Dimensions: 72” x 120”

Medium: Acrylic on canvas

Condition: Overall very good

Provenance: 

– Private Collection

– Trotta-Bono, Los Angeles, CA

SOLD

Artist’s Statement: Kent Monkman’s Death of Adonis is an homage and a challenge to the 1888-1889 painting The Last of the Buffalo by German-American artist Albert Bierstadt. A painter of the Hudson River School tradition, Bierstadt is known for his romanticized American landscapes. Bierstadt painted The Last of the Buffalo at a time when the buffalo had been almost completely wiped out in North America. In this work, he portrays an Indigenous hunter targeting the remaining buffalo, falsely accusing Indigenous people of destroying the species.
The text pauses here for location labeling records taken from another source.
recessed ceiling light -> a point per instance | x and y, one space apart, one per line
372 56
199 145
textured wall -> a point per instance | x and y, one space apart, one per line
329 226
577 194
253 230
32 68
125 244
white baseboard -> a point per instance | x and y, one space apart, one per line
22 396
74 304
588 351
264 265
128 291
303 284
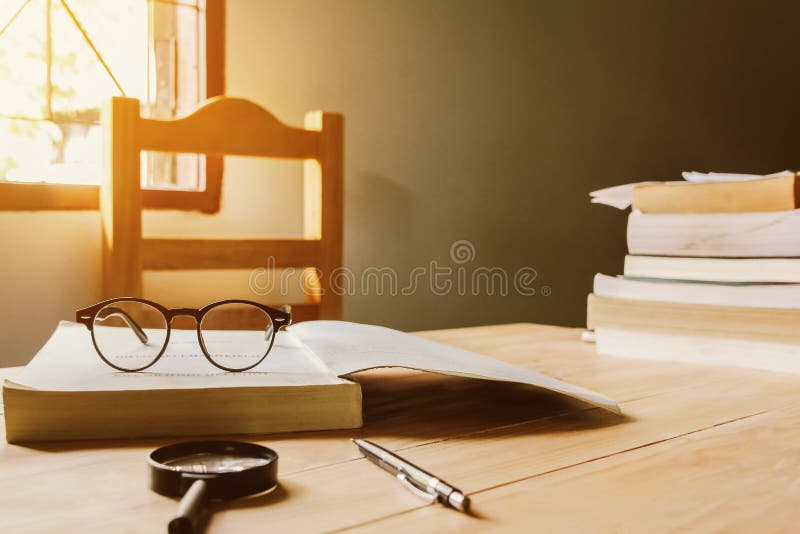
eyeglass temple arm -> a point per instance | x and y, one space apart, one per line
110 311
285 308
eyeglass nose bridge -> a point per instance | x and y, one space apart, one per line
182 312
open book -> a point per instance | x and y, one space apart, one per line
67 392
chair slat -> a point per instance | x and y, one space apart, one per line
195 254
257 132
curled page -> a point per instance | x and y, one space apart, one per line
618 196
346 348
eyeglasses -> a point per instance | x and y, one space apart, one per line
131 334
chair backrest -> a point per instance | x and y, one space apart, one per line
222 126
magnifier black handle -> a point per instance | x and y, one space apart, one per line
190 510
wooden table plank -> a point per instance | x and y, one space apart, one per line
743 476
509 434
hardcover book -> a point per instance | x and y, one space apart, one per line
67 392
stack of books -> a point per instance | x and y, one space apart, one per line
712 275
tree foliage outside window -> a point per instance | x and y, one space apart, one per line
61 59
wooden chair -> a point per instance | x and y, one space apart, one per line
222 126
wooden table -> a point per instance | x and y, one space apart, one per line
699 449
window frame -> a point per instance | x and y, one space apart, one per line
44 196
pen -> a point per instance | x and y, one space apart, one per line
419 482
However, the historical reality is that nineteenth century settlers drove the buffalo to near extinction. Hunters in pursuit of profit slaughtered buffalo en masse, stripping their hides for industrial production and collecting their bones for use in fertilizer and bone china, then leaving their corpses to rot on the plains. This carnage went hand-in-hand with the Canadian and American governments’ campaigns to clear the Plains of Indigenous peoples in order to make way for colonial settlement. Monkman’s Death of Adonis reverses the blame Bierstadt placed on Indigenous people for the destruction of the buffalo and assigns it to settler populations.